Take a second to soak this in: if the Bruins maintain this pace, they’d author arguably the greatest regular season in NHL history.
With 80 points in 47 games played, the 2022-23 Bruins are the fastest team ever to reach that mark and currently boasts a points percentage of .851. That puts Boston on pace for 66 wins and 140 points, which would break the wins record (62) held by the 1995-96 Detroit Red Wings and 2018-19 Tampa Bay Lightningand the points record (132) held by the 1976-77 Montreal Canadiens, who accomplished the feat in 80 games.
Only the 1976-77 (.825) and 1977-78 (.806) Canadiens maintained points percentages above 80 for a full season. Crucially, those teams were iterations of a dynastic Habs run where they won four straight Stanley Cups and 10 of 15 championships from 1965 to 1979.
This provides context in two directions. First, the Bruins are also flirting with putting together the greatest regular-season run we’ve ever seen, barring some nitpicking about ties versus “loser points.” Second, and most crucially, they’ll find themselves in a different place in history if they win or lose a Stanley Cup.
Here’s a breakdown of where this Bruins team stands and the hurdles they must clear to rub elbows with the greats by actually winning it all.
Why the 2022-23 Bruins are so dominant
Here is where the Bruins rank in several key categories league wide:
GF/GP: T1 (3.81)
GA/GP: 1 (2.02)
PP%: 2 (27.2)
PK%: 1 (86.8)
When it comes to what makes this Bruins team special, some factors are familiar. David Pastrnak ranks far ahead of other Bruins in scoring — second overall in goals (40) and third overall in points (69) — but Boston is enjoying tremendous two-way play from the usual suspects, including Brad Marchand (45 points), returning familiar face David Krejci (39) and Patrice Bergeron (38). In recent years, opponents have learned to fear Boston’s potent power play and that’s carried over to this season, while their penalty kill is as good as ever.
That said, there are certainly some key differences that set this team apart. A few highlights include:
A coaching change, and maybe an upgrade?: You can debate the upgrade part (Bruce Cassidy’s enjoying mostly promising success in Vegas), but Jim Montgomery’s a worthy Jack Adams candidate either way.
A shocking ascension in net: Linus Ullmark developed a solid reputation with Buffalo, but one season in, the Bruins might have questioned their four-year, $20-million investment in the goalie. Now he looks like a potential steal. Ullmark currently leads the NHL in wins (25) while generating the best save percentage among workhorse goalies (.938). Spit out a “fancy stat,” and Ullmark likely shines. This Hockey Viz chart provides a graphical look at how fantastic Boston’s goaltending has been.

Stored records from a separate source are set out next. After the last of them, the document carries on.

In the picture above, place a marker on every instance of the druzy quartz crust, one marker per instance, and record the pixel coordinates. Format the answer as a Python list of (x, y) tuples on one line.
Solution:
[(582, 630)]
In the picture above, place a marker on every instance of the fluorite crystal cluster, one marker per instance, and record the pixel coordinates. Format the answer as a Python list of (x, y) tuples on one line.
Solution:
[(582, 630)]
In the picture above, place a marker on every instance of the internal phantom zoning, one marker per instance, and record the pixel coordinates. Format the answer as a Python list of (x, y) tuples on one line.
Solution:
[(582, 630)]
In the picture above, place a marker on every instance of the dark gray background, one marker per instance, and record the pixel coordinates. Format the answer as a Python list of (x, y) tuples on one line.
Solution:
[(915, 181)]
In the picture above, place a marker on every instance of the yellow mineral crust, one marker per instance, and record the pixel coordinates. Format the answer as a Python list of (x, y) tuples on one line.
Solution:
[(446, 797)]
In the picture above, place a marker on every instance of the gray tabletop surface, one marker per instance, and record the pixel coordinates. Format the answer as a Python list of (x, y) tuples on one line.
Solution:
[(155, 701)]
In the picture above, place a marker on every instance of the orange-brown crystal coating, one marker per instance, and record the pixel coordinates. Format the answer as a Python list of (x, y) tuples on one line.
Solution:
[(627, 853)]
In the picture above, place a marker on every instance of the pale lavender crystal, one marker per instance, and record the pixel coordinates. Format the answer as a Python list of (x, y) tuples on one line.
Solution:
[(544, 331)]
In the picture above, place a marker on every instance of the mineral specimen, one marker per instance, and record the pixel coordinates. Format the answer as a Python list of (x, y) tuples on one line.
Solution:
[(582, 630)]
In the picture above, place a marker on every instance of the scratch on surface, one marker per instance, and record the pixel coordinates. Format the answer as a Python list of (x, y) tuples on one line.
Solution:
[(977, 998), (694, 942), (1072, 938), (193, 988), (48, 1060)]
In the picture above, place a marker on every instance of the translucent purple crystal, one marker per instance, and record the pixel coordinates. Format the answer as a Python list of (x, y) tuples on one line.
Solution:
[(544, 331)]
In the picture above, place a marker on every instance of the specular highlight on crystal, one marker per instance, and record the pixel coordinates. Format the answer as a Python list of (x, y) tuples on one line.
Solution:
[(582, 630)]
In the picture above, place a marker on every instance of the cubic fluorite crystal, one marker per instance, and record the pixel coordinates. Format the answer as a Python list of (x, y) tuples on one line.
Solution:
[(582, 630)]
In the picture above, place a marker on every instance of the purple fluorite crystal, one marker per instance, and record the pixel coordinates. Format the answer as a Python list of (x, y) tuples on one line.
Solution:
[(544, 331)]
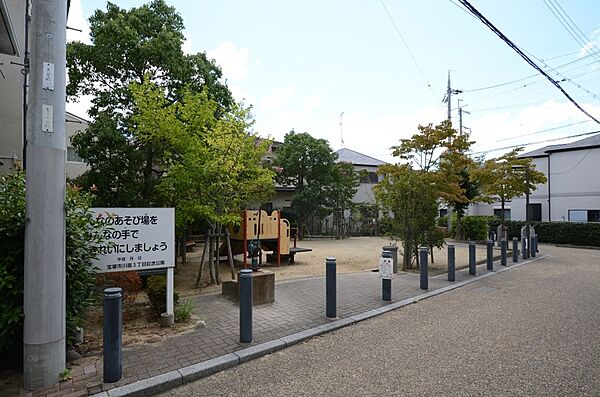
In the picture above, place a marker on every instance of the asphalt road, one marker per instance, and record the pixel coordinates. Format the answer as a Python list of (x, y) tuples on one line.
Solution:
[(532, 331)]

Again, it’s nice to get a strong center back, and Krejci’s delivered despite a year out of the NHL.
Hockey fans are used to good Bruins teams — often quite good ones — but this one’s deeper than ever, with a league-best eight players with 10-plus goals. As painful as it is to be a party pooper, there are a few reasons keepers of the cup shouldn’t chisel the Bruins’ name on the Stanley Cup just yet.
Possible bumps in the road
First, it’s important to at least take a moment to remember that as promising as the tandem of Ullmark and Jeremy Swayman is, it’s an unproven duo in the postseason. Sometimes that surprise Cinderella run goes pumpkin under the harsh lights of the playoffs. There are also certain indicators that a team might slow down. Beyond possibly unsustainable save percentages, the Bruins’ team shooting percentage may also be cool.
The biggest bumps in the road aren’t about the Bruins, however, but instead about the path ahead. Thanks to the NHL’s current playoff format, Boston’s second-round opponent would either be a team tied for second in the NHL in points (Toronto Maple Leafs at 66) or a team that’s been to three straight Stanley Cup Final series, winning two (Tampa Bay Lightning, 61 points).
Of course, the Lightning can spin some sad yarns about how a historically great regular-season team may not even make it that far. In 2018-19, the Lightning generated the fourth most standing points (128) and fifth-highest points percentage (.781) in NHL history. Then they failed to win a single playoff game.
Recent NHL history provides other examples of playoff letdowns. Last season’s Florida Panthers won the Presidents’ Trophy by collecting 122 points, yet their second-round exit prompted painful changes and they face a steep climb to even make the playoffs this season. The 2009-10 Washington Capitals generated 121 points, but could not solve a red-hot Jaroslav Halak.
Sometimes, you run into a hot goalie or terrible injury luck.
The Bruins must control what they can, and the best advice would probably be to defy Marchand and give veterans rest, from Bergeron to Krejci to less obvious choices such as Marchand, Lindholm and Taylor Hall.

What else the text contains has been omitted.